A number of works from the documentary film competition at the Kraków Film Festival attest to a growing tendency of keeping characters and contents closer to home, so to speak, and at a distance from the swiftly globalizing outside world, treating it as extraneous.
Turning their back to the rest of the world in the name of idiosyncratic ways of life within a close- knit community, is precisely what motivates the people depicted in Mikael Lypinski’s Desert Coffee (2017).
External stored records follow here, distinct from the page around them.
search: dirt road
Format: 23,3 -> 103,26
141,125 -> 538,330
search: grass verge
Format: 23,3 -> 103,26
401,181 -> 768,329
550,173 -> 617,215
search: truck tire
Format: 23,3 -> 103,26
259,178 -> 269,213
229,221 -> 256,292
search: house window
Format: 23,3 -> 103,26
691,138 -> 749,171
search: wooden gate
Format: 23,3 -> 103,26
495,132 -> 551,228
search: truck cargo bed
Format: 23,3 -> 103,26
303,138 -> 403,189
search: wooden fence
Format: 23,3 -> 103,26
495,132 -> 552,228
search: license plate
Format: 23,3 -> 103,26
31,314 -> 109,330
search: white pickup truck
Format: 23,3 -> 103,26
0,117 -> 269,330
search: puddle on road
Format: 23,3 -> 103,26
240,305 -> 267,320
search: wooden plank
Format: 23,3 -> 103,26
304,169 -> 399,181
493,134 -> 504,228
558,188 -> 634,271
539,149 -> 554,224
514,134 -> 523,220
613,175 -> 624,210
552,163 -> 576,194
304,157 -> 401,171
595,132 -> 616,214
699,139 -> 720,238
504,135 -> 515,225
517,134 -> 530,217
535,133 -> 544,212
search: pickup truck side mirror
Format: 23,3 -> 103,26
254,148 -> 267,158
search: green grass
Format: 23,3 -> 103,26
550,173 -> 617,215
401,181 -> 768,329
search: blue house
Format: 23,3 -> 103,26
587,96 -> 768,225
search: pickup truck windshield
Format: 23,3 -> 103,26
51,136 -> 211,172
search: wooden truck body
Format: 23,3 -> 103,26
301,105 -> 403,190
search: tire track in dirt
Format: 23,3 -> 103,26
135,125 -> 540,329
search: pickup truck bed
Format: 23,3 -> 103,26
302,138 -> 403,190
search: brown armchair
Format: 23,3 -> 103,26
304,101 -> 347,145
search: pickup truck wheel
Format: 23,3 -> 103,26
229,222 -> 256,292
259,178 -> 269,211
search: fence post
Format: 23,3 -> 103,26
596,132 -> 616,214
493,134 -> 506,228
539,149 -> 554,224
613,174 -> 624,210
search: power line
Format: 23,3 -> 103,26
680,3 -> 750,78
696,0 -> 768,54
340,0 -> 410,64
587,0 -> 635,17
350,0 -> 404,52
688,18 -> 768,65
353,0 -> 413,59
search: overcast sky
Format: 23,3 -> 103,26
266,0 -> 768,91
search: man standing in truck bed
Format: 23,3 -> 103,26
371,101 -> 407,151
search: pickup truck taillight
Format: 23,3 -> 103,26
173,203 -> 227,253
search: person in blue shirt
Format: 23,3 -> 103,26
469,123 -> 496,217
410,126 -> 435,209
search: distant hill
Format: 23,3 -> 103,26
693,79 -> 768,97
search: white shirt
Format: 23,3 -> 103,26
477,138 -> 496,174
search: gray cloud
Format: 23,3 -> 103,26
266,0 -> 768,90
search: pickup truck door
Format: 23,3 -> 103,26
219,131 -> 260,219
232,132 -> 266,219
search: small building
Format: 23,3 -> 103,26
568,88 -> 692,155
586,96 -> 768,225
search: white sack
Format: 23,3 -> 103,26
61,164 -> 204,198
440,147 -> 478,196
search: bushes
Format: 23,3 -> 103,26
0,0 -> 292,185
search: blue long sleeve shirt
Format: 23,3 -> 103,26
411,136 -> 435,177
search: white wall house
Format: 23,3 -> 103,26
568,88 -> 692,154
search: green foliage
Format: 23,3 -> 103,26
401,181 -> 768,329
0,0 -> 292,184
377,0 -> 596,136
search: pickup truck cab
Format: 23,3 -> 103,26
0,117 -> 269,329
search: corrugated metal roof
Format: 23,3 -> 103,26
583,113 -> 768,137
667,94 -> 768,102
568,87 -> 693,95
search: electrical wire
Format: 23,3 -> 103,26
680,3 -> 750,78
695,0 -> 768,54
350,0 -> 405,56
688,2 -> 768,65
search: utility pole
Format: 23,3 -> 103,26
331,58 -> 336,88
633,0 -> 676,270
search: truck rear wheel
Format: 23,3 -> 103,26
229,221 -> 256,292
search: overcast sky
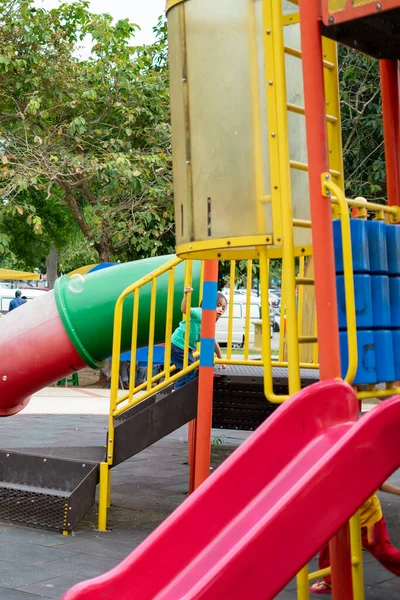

Lypinski shows us an anarchist squatter town, Slab City, in the Sonoran desert. The squatters have found there a patch of land that no-one seems to be interested in gentrifying. Their closest neighbours are the military, both The United States Navy and the Marine Corps, who are practicing aerial bombing and live ammunition shooting in the area. The squatters entertain the flattering idea of living in the “last free place in America.” Lypinski adheres to the documentary filmmaking tradition of featuring highly original characters, who perform for the camera. And is happy to keep the outside world and even hints of its existence at bay, letting the Slab City inhabitants’ voices and their isolationist mentality dominate the film.
Another case of isolationist mentality is offered by the German film Off the Tracks (Neben den Gleisen, 2017) by Oliver Schumann. The film chronicles the frequenters of a kiosk pub in Boizenburg, a small town in Mecklenburg-Vorpommern. The pub customers are shift workers, pensioners and unemployed, who share a sense of being cheated and mistreated by capitalism, the EU, politicians, and ultimately – by life. These people do not have much to be looking forward to but the next televised football game. The film consists mostly of pub talk records, containing a fair share of reminisces – which sound peculiarly like war-time stories – about the glorious days when the unemployed had jobs at the dockyards.
Off the Tacks remains focused on people’s discontent and their somewhat reserved attitudes towards the newly arrived refugees, who pass by the kiosk pub quite often. There are as many right-wing voices heard in the pub as could be expected, yet not all of the clientele are blatant racists. Despite a fair amount of resentment, they also have some empathy for the newcomers whom they believe to have lost everything.
Off the Tracks represents a snap-shot of familiar small town fringes, sustained once by a single mega employer – a dockyard or a factory – but fallen on empty when globalization took these traditional working class jobs elsewhere. The film never articulates any of this, yet it trusts its audience to connect the dots.
In the meanwhile, the rest of the western world lives comfortably enough to be able to entertain specific ordeals like extreme sports event, depicted in the Hungarian film Ultra (Ultra, 2017) by Balász Simonyi. The filmmaker himself has been a frequent participant in the long distance running event Spartathlon, where the athletes run in memory of Pheidippides, the legendary runner of Marathon in Ancient Greece. Simonyi justifies his unusual passion by mentioning in passing his need for an all-embracing pastime to balance out other problems in his life. Documenting a 246 kilometre Spartathlon race produced 249 hours’ worth of raw material, which Simonyi edited into an 81 minute film. Made as an observational documentary, Ultra is based on the principal trick of the trade – collecting footage of the athletes, shot by many directors of photography over several consecutive years. In itself, the race from Athens to Spárti is a punishing affair. Running along the presumed route of Pheidippides is to be done in 36 hours. This puts body and mind to a lethal test – would the runner get to the finish line or die trying? Almost all runners under scrutiny face the limits of their endurance. The film follows closely a few of them and their service teams which consist of mostly family members, parents or spouses. Ultra brings forth the intimacy between runners and teams, along with numerous questions of self-worth and character.
These and other films at the 57th Kraków Film Festival thus reflect individual but also national mentalities and their tendency towards closing off – when you feel the world is beating you down, your gaze turns to people and things closer to home.